Climate data for Jianhu, elevation 2 m (6.6 ft), (1991–2020 normals, extremes 1966–present)
| Month | Jan | Feb | Mar | Apr | May | Jun | Jul | Aug | Sep | Oct | Nov | Dec | Year |
| Record high °C (°F) | 20.1 (68.2) | 25.2 (77.4) | 32.5 (90.5) | 32.2 (90.0) | 35.1 (95.2) | 37.1 (98.8) | 38.7 (101.7) | 38.2 (100.8) | 35.5 (95.9) | 31.4 (88.5) | 27.3 (81.1) | 20.6 (69.1) | 38.7 (101.7) |
| Mean daily maximum °C (°F) | 6.2 (43.2) | 8.8 (47.8) | 13.7 (56.7) | 19.9 (67.8) | 25.3 (77.5) | 28.8 (83.8) | 30.9 (87.6) | 30.5 (86.9) | 26.9 (80.4) | 22.0 (71.6) | 15.4 (59.7) | 8.7 (47.7) | 19.8 (67.6) |
| Daily mean °C (°F) | 1.8 (35.2) | 4.0 (39.2) | 8.5 (47.3) | 14.4 (57.9) | 20.0 (68.0) | 24.2 (75.6) | 27.3 (81.1) | 26.9 (80.4) | 22.6 (72.7) | 17.0 (62.6) | 10.6 (51.1) | 4.0 (39.2) | 15.1 (59.2) |
| Mean daily minimum °C (°F) | −1.6 (29.1) | 0.3 (32.5) | 4.3 (39.7) | 9.7 (49.5) | 15.4 (59.7) | 20.4 (68.7) | 24.4 (75.9) | 24.0 (75.2) | 19.2 (66.6) | 12.9 (55.2) | 6.7 (44.1) | 0.5 (32.9) | 11.4 (52.4) |
| Record low °C (°F) | −11.3 (11.7) | −13.1 (8.4) | −8.0 (17.6) | −0.4 (31.3) | 5.3 (41.5) | 12.2 (54.0) | 18.2 (64.8) | 16.4 (61.5) | 9.1 (48.4) | 0.8 (33.4) | −5.7 (21.7) | −11.4 (11.5) | −13.1 (8.4) |
| Average precipitation mm (inches) | 30.0 (1.18) | 33.6 (1.32) | 51.5 (2.03) | 46.7 (1.84) | 73.9 (2.91) | 130.9 (5.15) | 215.8 (8.50) | 180.6 (7.11) | 87.3 (3.44) | 46.7 (1.84) | 49.3 (1.94) | 28.0 (1.10) | 974.3 (38.36) |
| Average precipitation days (≥ 0.1 mm) | 6.3 | 7.0 | 7.9 | 7.7 | 9.0 | 9.1 | 12.9 | 12.9 | 8.1 | 6.6 | 7.0 | 5.6 | 100.1 |
| Average snowy days | 2.6 | 2.5 | 0.8 | 0 | 0 | 0 | 0 | 0 | 0 | 0 | 0.5 | 0.8 | 7.2 |
| Average relative humidity (%) | 72 | 72 | 70 | 71 | 72 | 75 | 83 | 83 | 80 | 75 | 74 | 72 | 75 |
| Mean monthly sunshine hours | 144.7 | 143.3 | 174.0 | 197.3 | 206.2 | 166.0 | 177.2 | 191.2 | 179.6 | 179.4 | 154.0 | 153.3 | 2,066.2 |
| Percentage possible sunshine | 46 | 46 | 47 | 50 | 48 | 39 | 41 | 47 | 49 | 51 | 50 | 50 | 47 |
Source: China Meteorological Administration all-time extreme temperature

==Education==
There are two key senior high schools in Jianhu County.
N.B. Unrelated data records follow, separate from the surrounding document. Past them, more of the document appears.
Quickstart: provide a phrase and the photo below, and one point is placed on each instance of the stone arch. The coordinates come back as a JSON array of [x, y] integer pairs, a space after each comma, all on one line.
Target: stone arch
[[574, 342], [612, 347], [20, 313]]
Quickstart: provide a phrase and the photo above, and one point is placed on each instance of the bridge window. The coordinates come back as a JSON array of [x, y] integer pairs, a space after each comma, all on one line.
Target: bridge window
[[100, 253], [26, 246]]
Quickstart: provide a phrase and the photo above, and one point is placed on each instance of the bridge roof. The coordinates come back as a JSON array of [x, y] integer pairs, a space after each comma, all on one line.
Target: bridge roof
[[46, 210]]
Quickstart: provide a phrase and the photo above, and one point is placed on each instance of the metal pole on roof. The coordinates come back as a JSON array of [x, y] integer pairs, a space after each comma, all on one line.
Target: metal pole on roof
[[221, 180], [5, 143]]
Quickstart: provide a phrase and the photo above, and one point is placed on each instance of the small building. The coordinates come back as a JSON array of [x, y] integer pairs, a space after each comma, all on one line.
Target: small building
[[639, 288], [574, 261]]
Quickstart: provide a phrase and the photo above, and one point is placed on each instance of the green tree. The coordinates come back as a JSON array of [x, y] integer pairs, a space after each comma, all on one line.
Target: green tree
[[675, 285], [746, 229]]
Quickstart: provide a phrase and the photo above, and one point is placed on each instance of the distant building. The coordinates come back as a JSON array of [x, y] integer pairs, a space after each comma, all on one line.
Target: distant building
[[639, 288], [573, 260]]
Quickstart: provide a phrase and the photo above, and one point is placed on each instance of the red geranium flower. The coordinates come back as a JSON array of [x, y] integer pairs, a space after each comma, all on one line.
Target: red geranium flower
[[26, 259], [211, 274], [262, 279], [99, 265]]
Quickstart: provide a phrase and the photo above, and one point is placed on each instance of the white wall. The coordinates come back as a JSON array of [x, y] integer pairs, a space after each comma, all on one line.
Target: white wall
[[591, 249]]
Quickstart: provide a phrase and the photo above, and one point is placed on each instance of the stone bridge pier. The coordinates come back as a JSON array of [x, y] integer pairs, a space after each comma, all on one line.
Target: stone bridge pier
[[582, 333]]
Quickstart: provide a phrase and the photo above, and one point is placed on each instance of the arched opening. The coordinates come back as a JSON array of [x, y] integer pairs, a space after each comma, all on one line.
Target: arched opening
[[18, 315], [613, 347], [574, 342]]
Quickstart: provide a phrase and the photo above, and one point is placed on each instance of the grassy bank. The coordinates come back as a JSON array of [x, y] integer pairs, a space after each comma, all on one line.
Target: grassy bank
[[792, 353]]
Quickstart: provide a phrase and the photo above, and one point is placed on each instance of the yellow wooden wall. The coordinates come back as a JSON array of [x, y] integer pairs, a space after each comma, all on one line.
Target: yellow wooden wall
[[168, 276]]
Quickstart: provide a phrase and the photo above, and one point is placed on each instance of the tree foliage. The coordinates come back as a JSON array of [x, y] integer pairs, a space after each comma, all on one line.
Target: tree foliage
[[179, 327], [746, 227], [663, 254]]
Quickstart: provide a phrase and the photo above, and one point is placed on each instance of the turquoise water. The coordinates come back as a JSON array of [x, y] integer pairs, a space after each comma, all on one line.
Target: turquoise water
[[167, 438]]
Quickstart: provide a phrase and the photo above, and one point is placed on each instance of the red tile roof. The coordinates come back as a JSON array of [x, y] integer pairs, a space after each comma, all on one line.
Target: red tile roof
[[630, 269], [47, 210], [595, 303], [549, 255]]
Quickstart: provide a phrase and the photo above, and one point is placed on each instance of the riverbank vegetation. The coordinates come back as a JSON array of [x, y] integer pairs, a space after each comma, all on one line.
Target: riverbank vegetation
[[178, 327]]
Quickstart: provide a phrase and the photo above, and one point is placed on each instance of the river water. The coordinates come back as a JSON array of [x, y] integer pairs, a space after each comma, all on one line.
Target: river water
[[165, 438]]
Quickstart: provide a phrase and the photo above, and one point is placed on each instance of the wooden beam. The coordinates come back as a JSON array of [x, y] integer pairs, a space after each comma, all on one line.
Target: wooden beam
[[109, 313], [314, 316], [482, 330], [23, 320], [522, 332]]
One is Jianhu Senior High School, which is located in Downtown Jianhu. The other one is Shanggang Senior High School, which is located in Downtown Shanggang.

==Transportation==
Recent development of transportation infrastructure in Northern Jiangsu has greatly impacted Great Yancheng area, including Jianhu. The Jianhu train station opened in July 2004, and Jianhu now offers overnight train service (on Train Z156) to Beijing.